Oh, don't worry - of course I'll remember to write, and tell you just how horrific it really was. You know you can rely on me.

Like the other day, when I chucked a jug of hot water at the windscreen, and Ginger Beard chose that moment to put the wipers on, and it all shot back into my face. And those early morning commuters, once so desperate to speed into work, slowed down to take in the dripping girl, and chuckled behing the wheel. THANKS.

Wednesday, February 29, 2012

Tall, Venti, or Grande?

Day 3 without coffee. Let's pretend it's for lent and not to prove I don't had a problem. My name's WriterAtLunch and I'm addicted to Starbucks.

It turns out, when coffee-free, I'm not at my optimum. My words trip over each other, like over-excited morons. my thoughts are slow and have to be dragged into being. At exactly 3pm every day, I experience an overwhelming crash. My bowling ball head longs to meet the desk. In the morning, I walk past the life giver itself, Starbucksium, and in the evening, force myself past once more.

Do you see how happy the people are inside? How awake they are? Each one of them coated in a golden glow, greddy fingers round those bright, white mugs, the sweet syrup inches from......

*passed out*

It's too hard! Give me coffee! Aarrggghhh!

ALSO

It turns out that if you bring your gym kit to work, and just leave it under your desk, it creates the illusion of fitness. I spot it every morning, a trainer poking out the bag, and think, 'Good for me, being all pro-active with exercise. At any moment, any moment at all, I could go to the gym'.

It's fabulous, you should try it.

Get to the end of the day, and ask yourself, 'Is today the day?'

Then say, 'No, but tomorrow will be.'

Repeat all week. Make it to the weekend, and feel so very sporty. You're one of those people, who can't stop thinking about going to the gym, and one day, you might actually make it there.

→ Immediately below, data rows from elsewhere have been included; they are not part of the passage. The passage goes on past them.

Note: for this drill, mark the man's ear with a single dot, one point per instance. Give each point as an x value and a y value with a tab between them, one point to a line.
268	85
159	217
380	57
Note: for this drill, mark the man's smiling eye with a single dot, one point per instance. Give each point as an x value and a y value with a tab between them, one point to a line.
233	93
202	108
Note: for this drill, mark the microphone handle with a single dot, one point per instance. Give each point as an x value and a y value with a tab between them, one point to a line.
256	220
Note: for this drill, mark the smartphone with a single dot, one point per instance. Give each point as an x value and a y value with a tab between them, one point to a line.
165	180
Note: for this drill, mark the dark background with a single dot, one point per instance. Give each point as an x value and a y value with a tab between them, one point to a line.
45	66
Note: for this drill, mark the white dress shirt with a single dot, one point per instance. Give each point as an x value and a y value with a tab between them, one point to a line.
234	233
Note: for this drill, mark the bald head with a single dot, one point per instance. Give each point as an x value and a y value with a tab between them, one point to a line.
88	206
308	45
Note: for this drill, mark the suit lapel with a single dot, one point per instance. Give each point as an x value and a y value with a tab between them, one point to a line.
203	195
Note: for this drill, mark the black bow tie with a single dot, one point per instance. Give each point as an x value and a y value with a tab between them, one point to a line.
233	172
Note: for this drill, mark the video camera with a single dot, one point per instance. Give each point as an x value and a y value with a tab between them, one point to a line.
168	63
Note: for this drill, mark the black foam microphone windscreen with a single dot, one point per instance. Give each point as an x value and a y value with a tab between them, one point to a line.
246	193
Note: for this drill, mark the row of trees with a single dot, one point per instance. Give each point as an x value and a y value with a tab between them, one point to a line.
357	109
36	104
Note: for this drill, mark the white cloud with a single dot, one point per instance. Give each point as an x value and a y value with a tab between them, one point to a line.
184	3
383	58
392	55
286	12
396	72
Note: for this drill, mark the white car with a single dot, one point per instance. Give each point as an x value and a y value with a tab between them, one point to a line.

Anyhoo, I'm too busy at the mind gym, trying to construct a personality out of what God gave me. previously, half of myself was made from coffee beans, but I can't rely on that anymore. I'd like to apologise in advance if you run into my substandard self, I'm working on it.

Friday, February 24, 2012

Murder by numbers

Does anyone else have Sisqo's 'Thong Song' on loop in their head?

Just me? Oh, okay.

I am considering moving this blog to Tumblr, because I feel that it has outgrown this place. *Sob*
Well not really, it's actually because I'm all about aesthetics and Tumblr is prettier. I don't really understand it, and it freezes constantly. The most I can achieve is a blog called 'Untitled', and no posts. I think you'll agree, it's a definite improvement on what I've got going here.

ALSO, I've gained a small but steady readership in Venezuela. Welcome, hang up your coat, stay a while.

ALSO, I came home (alone) last night, and noticed muddy footprints up the stairs. I hesitated. I looked at the clean soles of my boots, and continued upwards. And then, entering the bathroom, I got the whiff of a man, a man previously unknown to me. A man who had recently been in this very room. My nose has all the capabilities of Sherlock, if he had been a hoover. It knows everything from a few inhalations. The only logical thing to do was get a knife from the kitchen, and go looking. I chose a dirty knife, speckled with spring onion slices, and hunted him. I brought forth the knowledge I had stored from every horror, ever psychological thriller, and unleashed it. I tip toed, I sought out nooks and crannies. I branded my knife, high in the air, ready at every turn, to stab.

So it turns out, our bath is leaking down into the shop below, and the plumber had come round (after speaking to Ginger Beard) and performed some Plummerish things.

At least I know, that when the time arises I will be ready.

To be honest I was thinking, 'Not here, not now, not by some cocky mo fo, who has the audacity to take a bath in my home before he murders me.'

Also, I am often compared to Rambo by my peers.